This feature proprocessor object applies an ANOVA separately to each feature using data from the training set to find the p-value of all features. It then removes all features that have p-values greater than a specified threshold from the training and test sets.
fp = select_pvalue_significant_features_FP
fp = set_pvalue_threshold(fp, X_data)
This method sets the threshold so that all features with ANOVA p-values less than this threshold will be used, and all features with p-values greater than this threshold will be excluded. This method must be called prior to using the object to normalize data.
fp = save_extra_preprocessing_info(save_extra_info)
If this method is passed a value of 1, the p-values for all features will be saved and returned along with the classifier results. It should be noted that setting this value to 1 will greatly increase the size of the results file.
The following methods are used by the cross-validator algorithm to apply feature preprocessing to the data:
[fp XTr_preprocesed] = set_properties_with_training_data(fp, XTr, YTr)
Calculates the p-values for each feature by applying an ANOVA to the training data, and returns potentially lower dimensional training data in XTr_normalized due to less selective feature being removed.
X_preprocessed = preprocess_test_data(fp, X_data)

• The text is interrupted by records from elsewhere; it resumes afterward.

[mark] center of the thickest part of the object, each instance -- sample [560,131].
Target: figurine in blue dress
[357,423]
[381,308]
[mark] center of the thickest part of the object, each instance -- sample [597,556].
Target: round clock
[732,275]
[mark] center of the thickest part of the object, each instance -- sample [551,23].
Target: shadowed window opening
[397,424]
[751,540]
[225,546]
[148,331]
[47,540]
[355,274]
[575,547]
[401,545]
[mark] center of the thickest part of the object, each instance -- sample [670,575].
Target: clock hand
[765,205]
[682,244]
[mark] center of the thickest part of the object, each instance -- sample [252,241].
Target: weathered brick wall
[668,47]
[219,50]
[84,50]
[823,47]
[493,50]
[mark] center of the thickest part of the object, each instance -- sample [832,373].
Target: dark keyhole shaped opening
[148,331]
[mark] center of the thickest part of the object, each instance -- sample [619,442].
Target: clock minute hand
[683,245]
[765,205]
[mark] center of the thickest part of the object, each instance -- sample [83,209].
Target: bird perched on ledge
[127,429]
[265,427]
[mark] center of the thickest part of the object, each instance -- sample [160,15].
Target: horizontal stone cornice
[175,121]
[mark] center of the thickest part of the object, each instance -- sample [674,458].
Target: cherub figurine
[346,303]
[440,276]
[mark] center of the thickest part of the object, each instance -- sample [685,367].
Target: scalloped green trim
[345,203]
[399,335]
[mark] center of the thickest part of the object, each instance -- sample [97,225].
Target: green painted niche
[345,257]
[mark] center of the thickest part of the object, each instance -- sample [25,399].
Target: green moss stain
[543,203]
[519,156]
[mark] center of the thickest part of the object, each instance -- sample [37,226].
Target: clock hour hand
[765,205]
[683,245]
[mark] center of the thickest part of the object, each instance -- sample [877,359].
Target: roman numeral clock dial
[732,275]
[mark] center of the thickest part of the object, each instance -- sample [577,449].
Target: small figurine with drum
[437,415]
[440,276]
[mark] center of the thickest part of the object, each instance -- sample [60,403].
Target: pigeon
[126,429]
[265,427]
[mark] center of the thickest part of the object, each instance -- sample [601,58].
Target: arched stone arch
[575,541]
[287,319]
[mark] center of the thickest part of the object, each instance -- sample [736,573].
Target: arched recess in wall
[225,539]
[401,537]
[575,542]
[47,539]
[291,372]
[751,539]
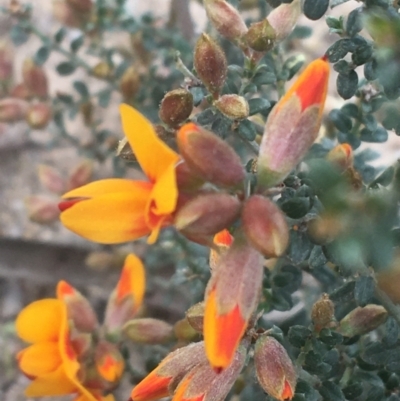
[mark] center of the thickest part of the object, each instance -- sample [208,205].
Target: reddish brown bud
[41,209]
[265,226]
[207,214]
[210,64]
[226,19]
[148,331]
[176,107]
[341,156]
[195,316]
[274,368]
[260,36]
[233,106]
[34,78]
[209,156]
[283,19]
[38,115]
[362,320]
[323,313]
[129,83]
[12,110]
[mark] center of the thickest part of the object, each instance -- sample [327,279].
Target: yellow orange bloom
[119,210]
[293,124]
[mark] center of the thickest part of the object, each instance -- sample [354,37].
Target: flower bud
[38,115]
[210,64]
[341,156]
[362,320]
[293,125]
[231,298]
[204,383]
[129,83]
[209,156]
[323,313]
[78,307]
[274,368]
[35,79]
[41,209]
[176,107]
[222,241]
[127,297]
[195,316]
[265,226]
[148,331]
[12,110]
[51,179]
[109,361]
[233,106]
[80,175]
[102,70]
[283,19]
[206,214]
[225,19]
[162,381]
[260,36]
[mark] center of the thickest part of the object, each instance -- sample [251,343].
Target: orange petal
[40,321]
[111,218]
[153,155]
[39,359]
[222,333]
[103,187]
[152,387]
[132,281]
[54,383]
[311,86]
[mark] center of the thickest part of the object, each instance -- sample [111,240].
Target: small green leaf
[65,68]
[347,84]
[247,130]
[315,9]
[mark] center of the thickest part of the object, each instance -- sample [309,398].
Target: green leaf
[81,88]
[247,130]
[65,68]
[347,84]
[258,105]
[315,9]
[77,43]
[42,55]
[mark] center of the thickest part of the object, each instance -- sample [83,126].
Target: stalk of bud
[261,36]
[210,157]
[148,331]
[265,226]
[210,64]
[293,125]
[176,107]
[283,19]
[274,368]
[230,300]
[206,214]
[163,380]
[362,320]
[225,19]
[233,106]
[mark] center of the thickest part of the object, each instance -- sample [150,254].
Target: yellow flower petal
[40,359]
[132,281]
[54,383]
[40,321]
[103,187]
[153,155]
[111,218]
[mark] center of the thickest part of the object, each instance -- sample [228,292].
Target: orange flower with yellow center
[119,210]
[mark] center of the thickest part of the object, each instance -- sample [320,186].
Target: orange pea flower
[293,124]
[119,210]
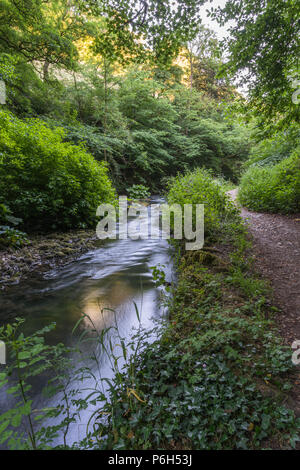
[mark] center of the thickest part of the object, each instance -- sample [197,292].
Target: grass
[218,375]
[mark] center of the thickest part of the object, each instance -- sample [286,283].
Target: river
[106,284]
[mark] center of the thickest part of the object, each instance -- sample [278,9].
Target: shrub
[10,236]
[199,187]
[49,183]
[272,188]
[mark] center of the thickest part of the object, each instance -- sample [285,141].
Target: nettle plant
[21,426]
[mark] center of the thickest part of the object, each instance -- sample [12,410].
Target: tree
[264,49]
[41,31]
[145,28]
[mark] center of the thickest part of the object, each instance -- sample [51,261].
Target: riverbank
[43,253]
[219,376]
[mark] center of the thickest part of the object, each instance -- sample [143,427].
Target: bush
[138,191]
[49,183]
[199,187]
[272,188]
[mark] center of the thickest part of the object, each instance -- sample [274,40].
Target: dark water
[114,276]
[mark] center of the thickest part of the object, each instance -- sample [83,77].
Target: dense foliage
[273,188]
[46,182]
[199,187]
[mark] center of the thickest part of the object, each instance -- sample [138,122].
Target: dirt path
[276,244]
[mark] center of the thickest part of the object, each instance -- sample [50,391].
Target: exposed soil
[276,245]
[276,249]
[44,252]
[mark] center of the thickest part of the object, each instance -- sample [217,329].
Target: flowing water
[104,283]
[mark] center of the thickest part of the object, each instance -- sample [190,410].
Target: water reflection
[107,284]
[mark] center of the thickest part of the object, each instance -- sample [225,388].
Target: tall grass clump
[200,187]
[272,188]
[48,183]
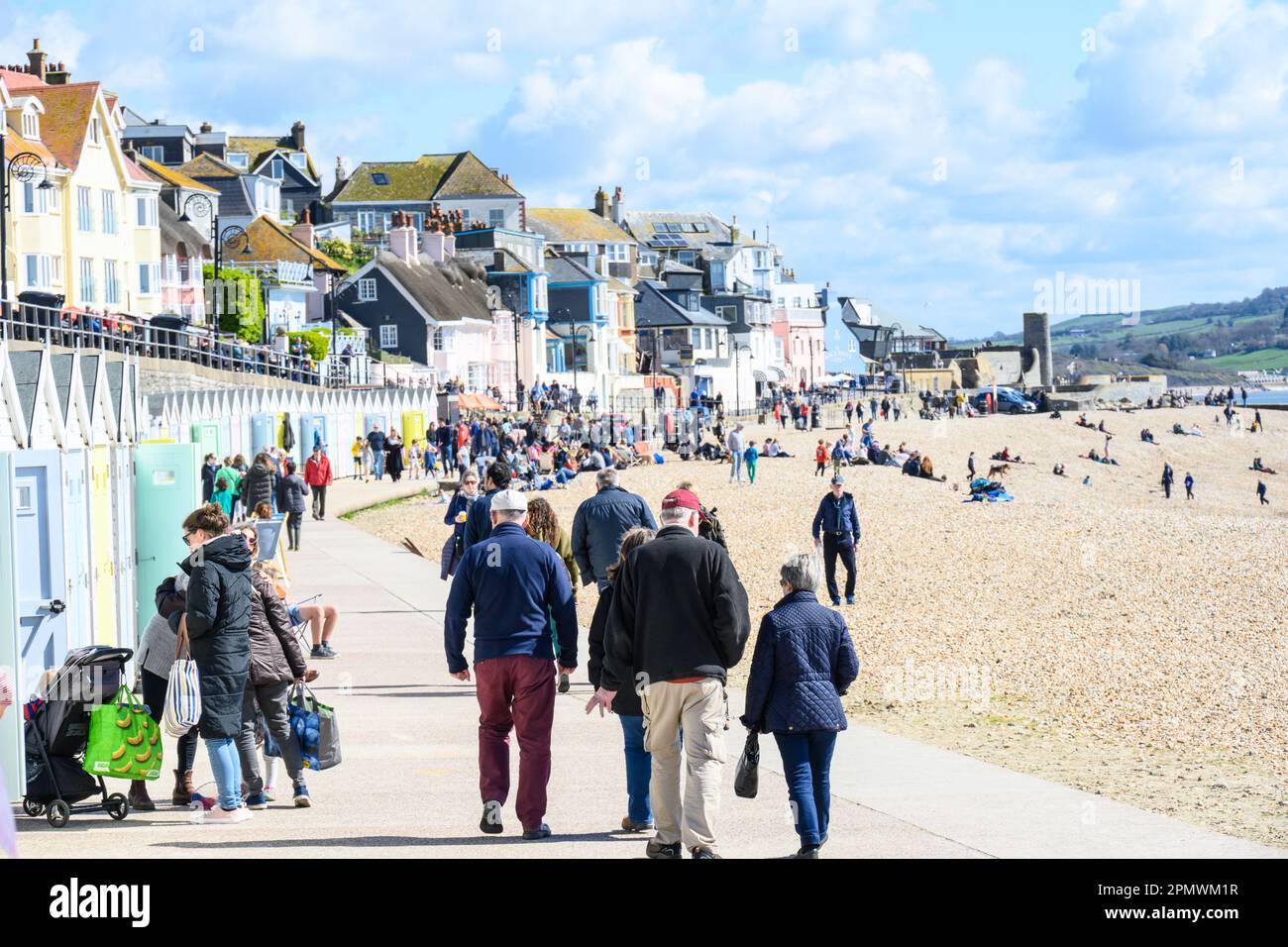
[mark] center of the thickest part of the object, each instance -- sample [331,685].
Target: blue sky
[938,158]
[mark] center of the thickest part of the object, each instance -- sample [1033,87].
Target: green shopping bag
[124,741]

Removes the features that were considered non-selective from the test data (X_data) (where the non-selective features were determined previously by running an ANOVA on the training data), and returns the modified data in X_preprocessed.
current_FP_info_to_save = get_current_info_to_save(fp)
Returns the p-values from ANOVAs applied to each feature in the structure current_preprocessing_information_to_save.the_p_values_org_order. These values will then be saved by the cross-validator.